Следующий худой мужичок оказался совсем уж молчаливым, а к концу сеанса чуть не уснул. «Шифоньер», в отличие от него, поговорить любил, и, как обычно, начал задавать со стола вопросы. Односложные, – за невозможностью как следует вздохнуть. На прошлой неделе Николай не возражал, – всё быстрее время пройдёт, но сейчас настроение у него было совсем не то, и после пары пропущенных ответов, изо всех сил, по-спортивному разминаемый им мужик замолчал. В принципе, ничего хорошего в этом не было – выгодного больного надо было холить и лелеять, но ничего – вряд ли он от этого будет сильно переживать.
Когда он закончил, тот, потягивающийся, как довольный леопард, вынул из кармана висящих на стуле украшенных генеральскими лампасами тренировочных штанов соответствующие купюры, и честно расплатился. Вот и всё. В принципе, не так и много, но трое в день, и пять дней в рабочую неделю – это очень и очень неплохо, особенно за три часа и как дополнение ко всему остальному. Полноправный больничный ординатор или ассистент кафедры получает столько, а то и меньше, за полный день каторги, со всеми больными и студентами. Впрочем, обычно такого приработка было поменьше – никого неделями, потом один, иногда двое. Трое – это был максимум, который Николай мог выдержать.

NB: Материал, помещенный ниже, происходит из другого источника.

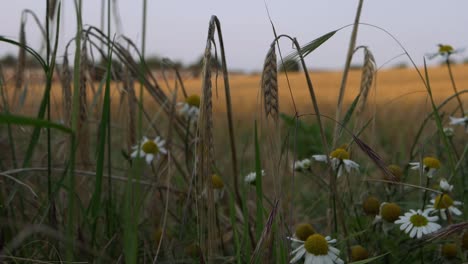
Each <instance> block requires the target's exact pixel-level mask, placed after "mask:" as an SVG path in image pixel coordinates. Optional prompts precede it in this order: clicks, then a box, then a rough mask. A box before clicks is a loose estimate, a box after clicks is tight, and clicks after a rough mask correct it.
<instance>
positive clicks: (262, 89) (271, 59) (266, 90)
mask: <svg viewBox="0 0 468 264" xmlns="http://www.w3.org/2000/svg"><path fill="white" fill-rule="evenodd" d="M262 90H263V96H264V104H265V114H266V116H267V117H268V116H269V115H271V117H273V119H274V120H275V122H277V121H278V112H279V111H278V109H279V101H278V67H277V63H276V52H275V43H272V45H271V46H270V49H269V50H268V53H267V56H266V58H265V63H264V64H263V72H262Z"/></svg>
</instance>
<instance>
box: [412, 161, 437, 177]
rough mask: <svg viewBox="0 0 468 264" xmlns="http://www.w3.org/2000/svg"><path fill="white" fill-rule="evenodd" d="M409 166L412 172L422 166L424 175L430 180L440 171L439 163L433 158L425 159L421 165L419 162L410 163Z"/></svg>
mask: <svg viewBox="0 0 468 264" xmlns="http://www.w3.org/2000/svg"><path fill="white" fill-rule="evenodd" d="M409 164H410V166H411V167H410V169H412V170H419V169H420V168H421V166H422V167H423V171H424V173H426V175H427V177H429V178H432V176H434V174H435V173H436V171H437V170H438V169H440V161H439V160H438V159H437V158H434V157H425V158H424V159H423V162H422V165H421V163H420V162H410V163H409Z"/></svg>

– Чего, проблемы какие-то? – поинтересовался мужик, натягивая на футболку красочную тренировочную куртку, украшенную звёздочками и перекрещенными теннисными ракетками.
– Тяжёлый день… Всякие мысли в голове… – машинально ответил ему интерн Ляхин, не слишком задумываясь, но всё же не потеряв обычной привычки к осторожности. Подняв глаза на причёсывающегося перед зеркалом «Шифоньера», он подумал, что голос в последней фразе у того был немножко слишком участливый, раньше он такого не замечал.
– Ну Вы смотрите, Николай Олегович, я серьёзно могу за пять раз вперёд заплатить, дело-то несложное…
«Да, тогда такой тон понятен. Всё нормально».
– Всё нормально, – сказал он и вслух тоже. – Просто на редкость много сегодня всего было. Уже восемь часов вот.
– Ну, тогда всего хорошего… Спасибо ещё раз.